The mean CASPer percentile score for Asian was 63.04 (n = 282, SD: 27.77, 95% CI:59.78–66.29), Black/African American was 47.86 (n = 112, SD: 28.74, 95% CI: 42.48–53.24), and White was 60.95 (n = 728, SD: 26.32, 95% CI: 59.04–62.87). The between groups model was significant for race (F2,1116 = 12.42, p < .001, h2 = .02). Post hoc analysis indicated Black/African American candidates had significantly lower CASPer percentile scores than Asian and White candidates (p < .001).
The between groups model for gender was also significant (F2,1116 = 12.42, p < .001, h2 = 0) for females scoring higher than males. The interaction of race and gender was not statistically significant. (Fig 1).
To address question two, a linear regression model explored an association with MMI score using CASPer percentile, gender, and race. All three predictors were significantly associated with MMI score (Constant: 3.68; CASPer: β = .16, t = 5.55, p < .001; Gender: β = -.10, t = -3.50, p < .001; Race: β = .07, t = 2.311, p = .02). However, these variables identified a weak correlation (r = .20), explaining approximately 4 percent of the variance in MMI scores.
Discussion
Situational judgment tests contribute noncognitive data to consider as part of the medical school admissions process [20]. Based on our pool of candidates, CASPer scores varied significantly, with lower scores seen in those identifying as Black or African-American, American Indian or Alaskan Native, Native Hawaiian or Other Pacific Islander, or Hispanic ethnicity.

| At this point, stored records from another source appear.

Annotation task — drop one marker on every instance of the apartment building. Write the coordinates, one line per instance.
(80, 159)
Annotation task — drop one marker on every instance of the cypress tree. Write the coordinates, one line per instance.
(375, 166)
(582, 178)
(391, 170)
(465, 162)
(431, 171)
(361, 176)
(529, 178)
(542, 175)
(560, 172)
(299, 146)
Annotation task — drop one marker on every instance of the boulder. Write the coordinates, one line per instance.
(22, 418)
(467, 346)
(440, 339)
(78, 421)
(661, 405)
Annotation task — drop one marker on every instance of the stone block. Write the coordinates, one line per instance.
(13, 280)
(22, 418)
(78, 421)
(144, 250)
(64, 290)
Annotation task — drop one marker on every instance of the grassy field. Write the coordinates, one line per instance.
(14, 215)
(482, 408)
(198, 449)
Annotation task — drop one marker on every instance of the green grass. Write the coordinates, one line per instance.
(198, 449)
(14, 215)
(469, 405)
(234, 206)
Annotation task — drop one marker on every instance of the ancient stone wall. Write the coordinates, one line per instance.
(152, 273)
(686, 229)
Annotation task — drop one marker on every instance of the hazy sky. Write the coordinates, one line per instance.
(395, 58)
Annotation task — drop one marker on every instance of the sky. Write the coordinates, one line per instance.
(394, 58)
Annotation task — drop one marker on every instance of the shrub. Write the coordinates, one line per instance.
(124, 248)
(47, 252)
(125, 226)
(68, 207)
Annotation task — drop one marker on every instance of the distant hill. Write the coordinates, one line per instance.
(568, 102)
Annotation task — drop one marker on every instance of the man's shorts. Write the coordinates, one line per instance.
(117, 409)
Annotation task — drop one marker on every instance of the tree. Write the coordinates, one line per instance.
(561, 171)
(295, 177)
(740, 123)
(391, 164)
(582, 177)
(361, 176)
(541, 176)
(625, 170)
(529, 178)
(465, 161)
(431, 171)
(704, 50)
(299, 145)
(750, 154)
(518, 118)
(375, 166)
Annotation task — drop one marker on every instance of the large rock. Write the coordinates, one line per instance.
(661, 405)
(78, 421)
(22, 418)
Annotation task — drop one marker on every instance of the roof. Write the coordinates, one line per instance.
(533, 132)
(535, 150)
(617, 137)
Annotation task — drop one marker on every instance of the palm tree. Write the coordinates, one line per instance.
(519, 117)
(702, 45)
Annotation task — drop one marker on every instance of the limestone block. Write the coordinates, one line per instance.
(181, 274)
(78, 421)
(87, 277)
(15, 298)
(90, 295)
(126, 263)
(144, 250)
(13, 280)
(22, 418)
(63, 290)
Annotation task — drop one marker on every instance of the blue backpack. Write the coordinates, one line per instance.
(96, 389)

Our findings different from the New York Medical College School of Medicine study [15], which may be a reflection of the differences in the candidate pools. Specifically, in their comparison of White and African-American applicants, the White applicants scored higher on CASPer, but not significantly. As part of their study they used these results to simulate potential for an interview offer for medical school. With the inclusion of CASPer in the simulation, results suggested an increase in African-Americans being invited to interview.
Our results suggest UIM students may be further disadvantaged if CASPer was weighted in applicant screening. The UNCSOM candidate pool is from the southeastern US; perhaps social and cultural differences played a role in individual performance. Previous studies note differences based on race and ethnicity [21] as a result of response instructions for the test. This may be the result of the scoring process as well, since raters compare scenario responses as they grade. The CASPer test was also developed in Canada [22,23], but little research has been published using the instrument in the United States. Our results should be an example to other schools to regularly analyze results of instruments being used to ensure they are not inadvertently disadvantaging a particular population.
There is evidence of increased use of CASPer in medical school admissions. Additionally, a scan of the CASPer website indicates 22 US medical schools and osteopathic schools use the exam. Although medical schools are using the exam, there continues to be little agreement on what is actually being measured or how to integrate the information effectively in holistic review [24]. Altus Assessments has recommended using quartile performance to rate candidates [25], suggesting that acceptable scores range from the 33rd to 75th percentile. However, with such a broad range of scores one must question what these results actually mean and how do they pertain to future medical student performance.
When CASPer was analyzed by gender, there was not a significant difference in how females performed compared to males. These findings are consistent with work by Whetzel and colleagues [21]. However, females did significantly better on MMIs and the traditional interview, consistent with other studies demonstrating stronger female communication ratings [26,27]. Yet given a study demonstrating a correlation of situational judgment test items to interpersonal communication skills [24], one would expect females to have outperformed males on CASPer.
Based on two years of data from UNCSOM, MMI and traditional scores did not show differences across racial groups [26]. Since UNCSOM was piloting CASPer, the results of the test were not part of the formal deliberations by the admissions committee. If we continue using CASPer, applying methods outlined by Aguinis and Smith [28] may clarify an appropriate cut score for CASPer. They calculated relationships between desired performance levels, expected adverse impact, and probabilities of false positives and false negatives to determine a cut score. Alternatively, weighting interview metrics using a Pareto optimization approach could allow for institutional flexibility in predictive measures as well as diversity goals [29].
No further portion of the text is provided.